Конечно, процесс обретения внутренней свободы продолжается. И видно, как дети общаются между собой, даже как они по коридору ходят, – это свободные люди. Дай бог, чтобы это ощущение внутренней свободы не пропало даром, чтобы из него произросло что-то существенное, дельное. Да, случается, читаешь лекцию, а студенты и сидят как-то не так, не по-твоему, и в телефоны, не отрываясь, пялятся, болтают. Наверное, это обычное дело, чем-то похожим и мы в университете грешили, разве что телефонов и смартфонов не было. Ворчать бессмысленно. Иной раз задумаешься, может быть, люди моего поколения просто не могут быть интересны нынешним детям, не знаю… Скорее всего, надо лекции интереснее читать, не нудить, не повторять много лет читанное. Или на покой пора, когда-то ведь придется слезть с кафедры, так лучше сделать это вовремя…

Какие у института планы по открытию новых бакалаврских и магистерских программ? 
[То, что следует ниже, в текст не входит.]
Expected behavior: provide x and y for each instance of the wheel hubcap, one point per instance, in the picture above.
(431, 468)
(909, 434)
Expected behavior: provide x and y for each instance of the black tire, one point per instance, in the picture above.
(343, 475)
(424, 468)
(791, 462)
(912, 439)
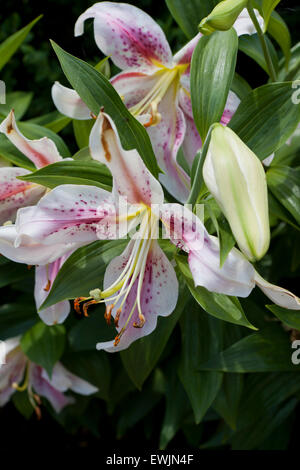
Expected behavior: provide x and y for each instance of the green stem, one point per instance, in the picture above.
(262, 39)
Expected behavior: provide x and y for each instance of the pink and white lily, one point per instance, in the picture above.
(18, 373)
(15, 193)
(154, 84)
(140, 284)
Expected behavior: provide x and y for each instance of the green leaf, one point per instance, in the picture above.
(142, 356)
(17, 317)
(264, 351)
(212, 71)
(22, 404)
(201, 339)
(92, 366)
(266, 118)
(240, 86)
(55, 121)
(83, 271)
(228, 399)
(222, 306)
(189, 14)
(11, 44)
(177, 406)
(251, 45)
(280, 32)
(72, 172)
(283, 182)
(44, 345)
(267, 8)
(19, 101)
(82, 130)
(290, 317)
(96, 91)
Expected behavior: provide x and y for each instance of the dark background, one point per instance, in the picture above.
(35, 68)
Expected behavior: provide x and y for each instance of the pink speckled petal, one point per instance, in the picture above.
(231, 106)
(43, 388)
(132, 179)
(158, 296)
(69, 103)
(44, 278)
(30, 252)
(127, 34)
(15, 193)
(278, 295)
(68, 214)
(63, 380)
(166, 138)
(133, 86)
(41, 152)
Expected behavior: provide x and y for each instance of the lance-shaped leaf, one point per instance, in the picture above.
(142, 356)
(44, 344)
(284, 183)
(212, 70)
(72, 172)
(201, 339)
(222, 306)
(96, 91)
(265, 350)
(11, 44)
(266, 118)
(189, 14)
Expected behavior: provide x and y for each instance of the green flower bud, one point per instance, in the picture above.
(223, 16)
(236, 178)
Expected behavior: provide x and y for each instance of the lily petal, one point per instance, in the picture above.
(68, 215)
(41, 152)
(69, 103)
(159, 295)
(43, 388)
(127, 34)
(166, 138)
(131, 177)
(236, 277)
(31, 253)
(63, 380)
(44, 278)
(244, 24)
(133, 86)
(15, 193)
(278, 295)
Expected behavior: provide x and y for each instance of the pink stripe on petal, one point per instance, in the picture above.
(166, 138)
(41, 152)
(132, 179)
(15, 193)
(159, 295)
(128, 35)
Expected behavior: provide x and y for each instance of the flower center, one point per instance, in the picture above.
(33, 398)
(133, 271)
(149, 104)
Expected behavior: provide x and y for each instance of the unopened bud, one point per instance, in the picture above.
(236, 178)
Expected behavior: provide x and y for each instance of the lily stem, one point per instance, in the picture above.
(262, 39)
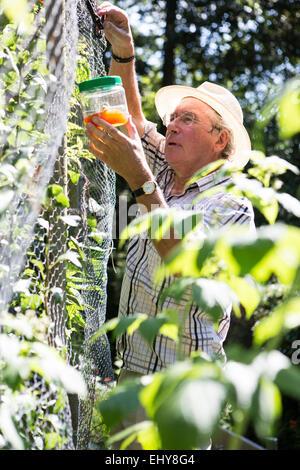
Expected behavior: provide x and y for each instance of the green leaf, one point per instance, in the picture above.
(246, 292)
(149, 328)
(267, 407)
(8, 428)
(52, 440)
(289, 111)
(288, 380)
(194, 408)
(56, 192)
(5, 199)
(123, 401)
(286, 316)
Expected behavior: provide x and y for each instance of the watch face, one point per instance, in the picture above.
(149, 187)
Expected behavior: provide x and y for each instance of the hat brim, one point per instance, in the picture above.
(167, 98)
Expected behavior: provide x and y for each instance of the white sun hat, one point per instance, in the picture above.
(222, 101)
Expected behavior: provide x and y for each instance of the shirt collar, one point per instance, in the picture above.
(210, 180)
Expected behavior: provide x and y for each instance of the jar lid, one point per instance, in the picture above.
(100, 82)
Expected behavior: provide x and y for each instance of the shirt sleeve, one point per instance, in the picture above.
(153, 144)
(227, 210)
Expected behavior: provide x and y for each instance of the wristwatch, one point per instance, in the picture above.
(148, 188)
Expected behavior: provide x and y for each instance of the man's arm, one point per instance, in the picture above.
(118, 33)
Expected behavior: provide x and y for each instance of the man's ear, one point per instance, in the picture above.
(222, 140)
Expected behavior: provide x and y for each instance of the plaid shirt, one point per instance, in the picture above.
(140, 294)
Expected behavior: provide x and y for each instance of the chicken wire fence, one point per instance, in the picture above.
(55, 235)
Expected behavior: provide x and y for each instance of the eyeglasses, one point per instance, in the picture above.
(187, 119)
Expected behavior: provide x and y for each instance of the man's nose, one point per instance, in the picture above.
(173, 125)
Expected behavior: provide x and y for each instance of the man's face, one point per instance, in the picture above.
(192, 145)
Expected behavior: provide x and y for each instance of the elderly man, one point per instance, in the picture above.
(203, 125)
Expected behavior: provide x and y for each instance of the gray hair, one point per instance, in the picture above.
(221, 125)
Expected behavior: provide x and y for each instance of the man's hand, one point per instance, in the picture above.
(123, 154)
(117, 29)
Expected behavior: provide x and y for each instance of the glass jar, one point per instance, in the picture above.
(104, 97)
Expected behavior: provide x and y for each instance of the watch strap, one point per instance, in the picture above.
(140, 191)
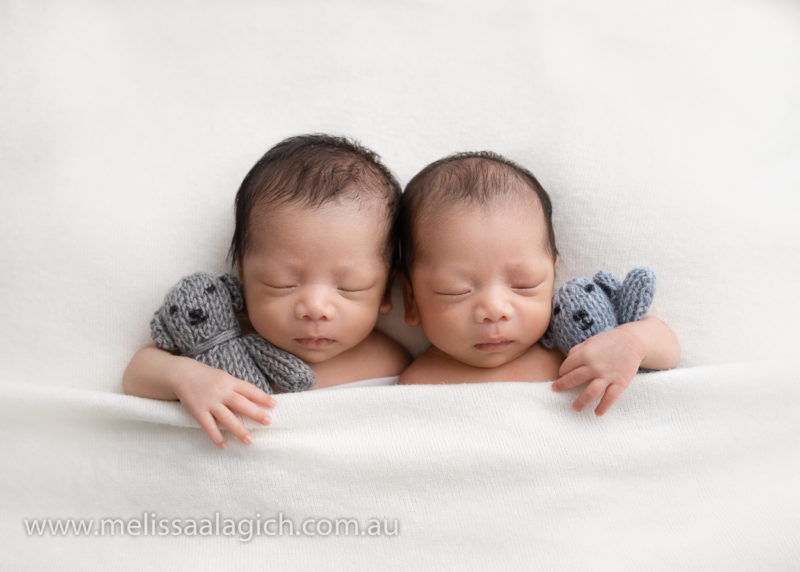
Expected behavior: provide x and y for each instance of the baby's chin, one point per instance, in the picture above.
(489, 360)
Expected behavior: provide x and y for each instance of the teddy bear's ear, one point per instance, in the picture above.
(608, 283)
(160, 334)
(234, 287)
(548, 339)
(638, 291)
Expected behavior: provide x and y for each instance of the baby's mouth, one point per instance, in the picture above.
(315, 343)
(493, 346)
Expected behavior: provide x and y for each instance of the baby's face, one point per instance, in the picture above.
(482, 281)
(314, 277)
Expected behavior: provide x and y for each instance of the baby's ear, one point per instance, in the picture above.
(234, 287)
(386, 301)
(636, 295)
(160, 334)
(409, 305)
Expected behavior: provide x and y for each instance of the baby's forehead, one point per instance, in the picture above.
(439, 210)
(367, 206)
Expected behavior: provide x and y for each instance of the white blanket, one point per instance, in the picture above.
(666, 134)
(694, 469)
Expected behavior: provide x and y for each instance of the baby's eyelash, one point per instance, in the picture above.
(275, 287)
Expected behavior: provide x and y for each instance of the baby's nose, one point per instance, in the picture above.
(315, 304)
(493, 308)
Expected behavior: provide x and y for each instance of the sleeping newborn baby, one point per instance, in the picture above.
(479, 262)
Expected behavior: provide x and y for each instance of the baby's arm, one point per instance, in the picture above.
(609, 360)
(210, 395)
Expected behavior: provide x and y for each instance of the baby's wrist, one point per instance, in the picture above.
(177, 374)
(637, 341)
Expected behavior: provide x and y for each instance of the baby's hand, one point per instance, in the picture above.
(607, 362)
(213, 397)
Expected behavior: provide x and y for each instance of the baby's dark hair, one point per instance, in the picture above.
(479, 177)
(311, 170)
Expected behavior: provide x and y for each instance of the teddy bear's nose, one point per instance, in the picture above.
(196, 314)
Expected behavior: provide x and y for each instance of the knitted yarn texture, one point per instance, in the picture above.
(198, 320)
(584, 307)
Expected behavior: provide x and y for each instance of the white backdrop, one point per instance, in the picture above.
(668, 134)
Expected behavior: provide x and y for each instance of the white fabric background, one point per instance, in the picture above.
(667, 134)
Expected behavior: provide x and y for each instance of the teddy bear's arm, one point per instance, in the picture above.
(287, 371)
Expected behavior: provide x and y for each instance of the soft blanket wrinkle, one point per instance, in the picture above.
(694, 468)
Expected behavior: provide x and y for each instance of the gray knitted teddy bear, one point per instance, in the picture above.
(198, 320)
(584, 307)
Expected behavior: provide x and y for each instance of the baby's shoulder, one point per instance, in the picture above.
(539, 364)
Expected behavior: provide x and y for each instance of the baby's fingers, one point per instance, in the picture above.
(209, 425)
(254, 394)
(572, 379)
(232, 423)
(241, 404)
(612, 394)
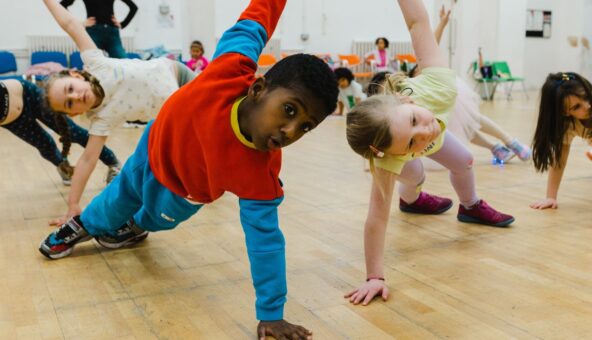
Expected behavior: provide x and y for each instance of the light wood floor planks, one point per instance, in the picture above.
(447, 279)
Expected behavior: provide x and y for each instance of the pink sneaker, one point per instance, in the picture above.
(426, 204)
(482, 213)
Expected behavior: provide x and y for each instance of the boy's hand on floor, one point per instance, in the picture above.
(367, 292)
(282, 329)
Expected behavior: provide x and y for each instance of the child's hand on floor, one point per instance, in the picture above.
(367, 292)
(282, 329)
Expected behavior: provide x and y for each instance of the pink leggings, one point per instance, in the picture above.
(454, 156)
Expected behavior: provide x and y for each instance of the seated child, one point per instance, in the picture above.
(350, 91)
(198, 62)
(201, 146)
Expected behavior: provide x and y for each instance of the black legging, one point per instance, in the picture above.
(27, 128)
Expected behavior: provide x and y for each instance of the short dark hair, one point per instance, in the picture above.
(309, 72)
(377, 83)
(343, 72)
(386, 42)
(553, 122)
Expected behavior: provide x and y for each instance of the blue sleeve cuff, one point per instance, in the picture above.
(266, 250)
(246, 37)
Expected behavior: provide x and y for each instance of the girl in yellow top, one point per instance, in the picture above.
(393, 136)
(564, 113)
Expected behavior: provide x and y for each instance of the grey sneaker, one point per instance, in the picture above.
(66, 171)
(112, 171)
(127, 235)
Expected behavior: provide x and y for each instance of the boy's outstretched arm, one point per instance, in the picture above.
(266, 250)
(426, 48)
(70, 25)
(253, 30)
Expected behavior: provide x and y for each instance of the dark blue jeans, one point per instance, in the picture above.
(107, 38)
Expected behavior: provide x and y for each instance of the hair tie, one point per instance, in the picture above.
(566, 76)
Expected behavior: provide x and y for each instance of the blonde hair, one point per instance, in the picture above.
(368, 126)
(95, 85)
(394, 82)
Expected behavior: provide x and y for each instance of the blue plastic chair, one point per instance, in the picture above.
(7, 62)
(46, 56)
(75, 61)
(132, 55)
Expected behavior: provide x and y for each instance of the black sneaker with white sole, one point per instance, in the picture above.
(127, 235)
(60, 243)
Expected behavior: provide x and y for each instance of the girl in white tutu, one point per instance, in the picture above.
(467, 122)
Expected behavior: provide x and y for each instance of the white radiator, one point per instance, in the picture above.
(64, 43)
(273, 47)
(362, 47)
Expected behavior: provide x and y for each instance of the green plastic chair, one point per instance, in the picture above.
(488, 83)
(502, 71)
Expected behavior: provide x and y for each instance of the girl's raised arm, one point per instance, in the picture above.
(426, 48)
(70, 25)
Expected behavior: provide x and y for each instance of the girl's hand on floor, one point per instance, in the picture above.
(367, 292)
(282, 329)
(544, 204)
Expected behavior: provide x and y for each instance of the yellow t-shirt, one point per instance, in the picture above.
(576, 129)
(435, 90)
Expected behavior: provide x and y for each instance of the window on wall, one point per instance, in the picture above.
(538, 23)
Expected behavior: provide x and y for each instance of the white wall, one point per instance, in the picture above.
(332, 25)
(543, 56)
(495, 25)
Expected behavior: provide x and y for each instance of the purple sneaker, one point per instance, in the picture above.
(482, 213)
(522, 151)
(426, 204)
(501, 154)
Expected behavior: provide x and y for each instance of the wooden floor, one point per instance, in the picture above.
(447, 279)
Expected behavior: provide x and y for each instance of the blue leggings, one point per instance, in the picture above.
(136, 193)
(27, 128)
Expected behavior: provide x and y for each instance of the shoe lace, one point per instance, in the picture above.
(65, 231)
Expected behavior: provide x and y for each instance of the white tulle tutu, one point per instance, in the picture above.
(465, 119)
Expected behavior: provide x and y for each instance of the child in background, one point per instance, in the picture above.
(110, 91)
(350, 91)
(201, 146)
(198, 62)
(22, 107)
(564, 113)
(380, 58)
(467, 122)
(393, 136)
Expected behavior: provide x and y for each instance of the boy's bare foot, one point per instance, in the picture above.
(282, 329)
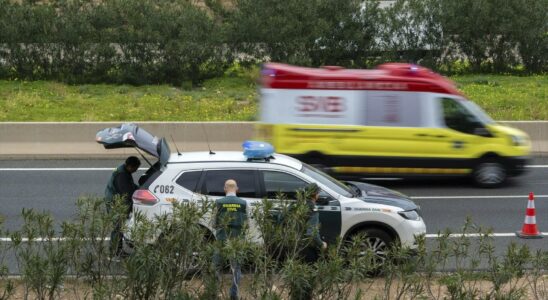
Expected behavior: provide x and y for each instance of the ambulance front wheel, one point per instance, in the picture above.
(489, 174)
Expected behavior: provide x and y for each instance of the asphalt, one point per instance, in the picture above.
(445, 203)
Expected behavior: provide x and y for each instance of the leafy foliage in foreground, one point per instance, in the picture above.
(179, 265)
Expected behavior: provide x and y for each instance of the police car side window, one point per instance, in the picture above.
(189, 180)
(215, 180)
(279, 182)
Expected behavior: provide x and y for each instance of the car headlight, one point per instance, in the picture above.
(410, 215)
(518, 140)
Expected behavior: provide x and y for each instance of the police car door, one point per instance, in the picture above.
(275, 182)
(213, 183)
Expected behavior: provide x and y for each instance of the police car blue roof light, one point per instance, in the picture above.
(257, 150)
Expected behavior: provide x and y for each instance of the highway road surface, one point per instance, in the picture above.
(54, 185)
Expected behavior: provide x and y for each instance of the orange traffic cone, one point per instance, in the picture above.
(529, 229)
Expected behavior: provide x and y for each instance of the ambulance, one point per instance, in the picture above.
(398, 120)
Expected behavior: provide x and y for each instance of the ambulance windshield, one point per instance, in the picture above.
(327, 180)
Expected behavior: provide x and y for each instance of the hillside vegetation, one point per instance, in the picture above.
(229, 98)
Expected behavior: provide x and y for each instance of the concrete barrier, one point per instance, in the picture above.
(77, 139)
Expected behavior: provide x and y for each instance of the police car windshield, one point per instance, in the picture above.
(327, 180)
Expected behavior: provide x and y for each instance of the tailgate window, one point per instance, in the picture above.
(189, 180)
(150, 175)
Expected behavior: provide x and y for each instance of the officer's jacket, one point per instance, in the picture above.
(120, 184)
(313, 224)
(230, 217)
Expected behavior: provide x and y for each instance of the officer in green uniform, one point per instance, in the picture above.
(312, 244)
(121, 185)
(230, 220)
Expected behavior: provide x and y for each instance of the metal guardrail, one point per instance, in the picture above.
(77, 139)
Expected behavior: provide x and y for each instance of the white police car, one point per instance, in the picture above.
(346, 209)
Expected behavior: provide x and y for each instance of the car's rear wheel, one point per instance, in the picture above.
(489, 174)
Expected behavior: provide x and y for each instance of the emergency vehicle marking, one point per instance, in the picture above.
(391, 170)
(358, 85)
(164, 189)
(232, 206)
(320, 103)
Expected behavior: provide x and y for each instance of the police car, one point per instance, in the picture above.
(346, 209)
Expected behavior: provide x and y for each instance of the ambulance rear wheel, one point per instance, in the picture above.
(489, 174)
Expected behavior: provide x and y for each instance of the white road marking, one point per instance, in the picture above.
(59, 169)
(525, 196)
(458, 235)
(112, 168)
(430, 236)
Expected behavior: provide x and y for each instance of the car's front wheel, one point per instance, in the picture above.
(374, 244)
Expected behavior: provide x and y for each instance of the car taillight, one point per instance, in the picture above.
(144, 197)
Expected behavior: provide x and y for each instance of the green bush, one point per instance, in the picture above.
(179, 41)
(112, 41)
(179, 265)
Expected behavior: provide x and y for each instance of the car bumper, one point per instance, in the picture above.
(517, 165)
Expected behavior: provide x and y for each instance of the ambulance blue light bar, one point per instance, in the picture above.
(257, 150)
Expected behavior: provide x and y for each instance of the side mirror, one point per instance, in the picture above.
(482, 131)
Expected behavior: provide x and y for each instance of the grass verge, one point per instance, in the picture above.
(230, 98)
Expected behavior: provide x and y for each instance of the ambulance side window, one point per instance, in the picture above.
(458, 118)
(279, 182)
(393, 109)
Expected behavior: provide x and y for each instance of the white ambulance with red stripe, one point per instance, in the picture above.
(397, 120)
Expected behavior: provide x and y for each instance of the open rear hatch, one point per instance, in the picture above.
(129, 135)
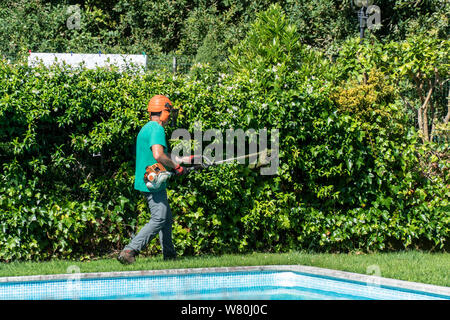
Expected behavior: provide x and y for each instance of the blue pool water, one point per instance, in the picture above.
(260, 285)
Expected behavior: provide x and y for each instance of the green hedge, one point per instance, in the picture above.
(349, 177)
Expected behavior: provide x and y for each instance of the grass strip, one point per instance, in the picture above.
(417, 266)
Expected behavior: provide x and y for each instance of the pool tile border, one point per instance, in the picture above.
(344, 275)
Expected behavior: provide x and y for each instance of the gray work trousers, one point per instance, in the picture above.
(160, 222)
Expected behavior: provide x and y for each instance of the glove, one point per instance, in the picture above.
(179, 170)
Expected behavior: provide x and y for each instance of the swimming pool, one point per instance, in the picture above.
(240, 283)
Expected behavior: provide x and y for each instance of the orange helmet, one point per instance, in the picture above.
(160, 103)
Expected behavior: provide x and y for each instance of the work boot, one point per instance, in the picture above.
(127, 256)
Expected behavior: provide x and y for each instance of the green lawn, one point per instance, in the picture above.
(432, 268)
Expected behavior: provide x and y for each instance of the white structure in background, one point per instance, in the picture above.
(91, 61)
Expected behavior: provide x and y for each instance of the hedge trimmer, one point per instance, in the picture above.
(156, 174)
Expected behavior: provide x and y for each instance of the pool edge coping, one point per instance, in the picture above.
(370, 280)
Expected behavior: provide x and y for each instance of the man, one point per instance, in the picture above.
(151, 148)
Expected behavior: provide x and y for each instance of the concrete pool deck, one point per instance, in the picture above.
(370, 280)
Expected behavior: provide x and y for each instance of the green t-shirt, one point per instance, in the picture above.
(150, 134)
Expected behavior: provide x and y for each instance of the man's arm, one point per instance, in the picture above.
(160, 156)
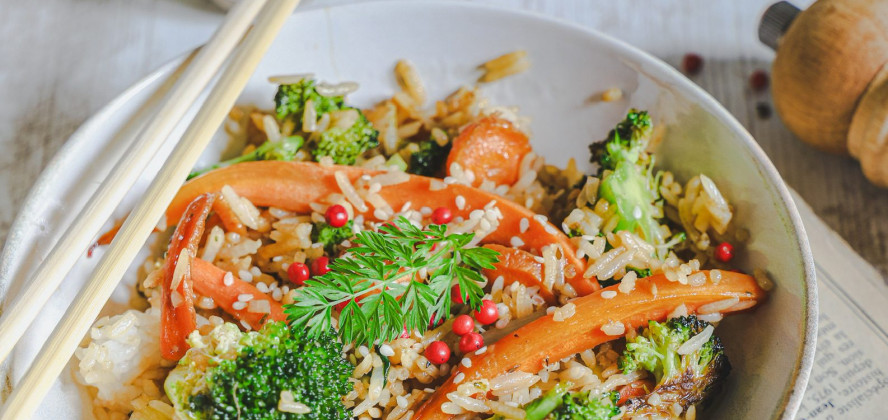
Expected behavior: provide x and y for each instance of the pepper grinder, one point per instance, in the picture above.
(830, 79)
В ближайший год мы открываем четыре бакалаврские программы: «Монголия и Тибет», «Турция и тюркский мир», «Эфиопия и арабский мир»; к ним присоединяется ежегодная «Античность». Еще через год планируем запустить «Арабистику», «Язык, словесность и культура Китая» и несколько измененную индологию – «Языки и литература Индии», но не с хинди и санскритом, как в ныне действующей программе, а с тамильским и санскритом, без которого индийскую культуру не постигнешь. Тамильский язык – это и буддизм, и современная Южная Индия, по-моему, захватывающая перспектива. В институтских планах Сирия и христианский Восток – необыкновенно интересная программа с множеством языков, культур, религий; у нас работают несколько выдающихся специалистов по этим сюжетам. 
Корея, к сожалению, пока не открыта, хотя у нас есть очень интересная фундаментальная программа, по которой выучилось несколько десятков неплохих корееведов. Существенное зияние – отсутствие Индонезии/ Малайзии, постараемся при поддержке коллег из ИСАА исправить ситуацию. А для создания полноценной программы по Древнему Египту, видимо, придется звать кого-то из-за границы, у нас трудно собрать команду энтузиастов – знатоков-египтологов. 
Что касается магистратуры, в этом году мы с особым трепетом ждем открытия программы «Мусульманские миры в России (история и культура)». Ислам в России разный: на Кавказе не вполне тот, что в Татарстане или в Поволжье, огромное поле деятельности для выпускников. Возможно, привлеченные мусульманской тематикой, языками исламских регионов России, приедут учиться магистранты из-за рубежа. 
Впереди, конечно, открытие общей востоковедной магистратуры. Надеемся, туда станут поступать те, кто, учась в бакалавриате, почувствовал вкус к науке или хочет изменить траекторию обучения, заняться тем, что не входило в бакалаврскую программу, или углубить полученные знания и навыки. Все-таки за время бакалавриата не всегда человек может сориентироваться в таких гигантских массивах, как Китай, Япония, Индия, Древний мир, да что угодно. А магистратура такую возможность дает сполна. Кстати сказать, там и междисциплинарность должна расцветать махровым цветом. 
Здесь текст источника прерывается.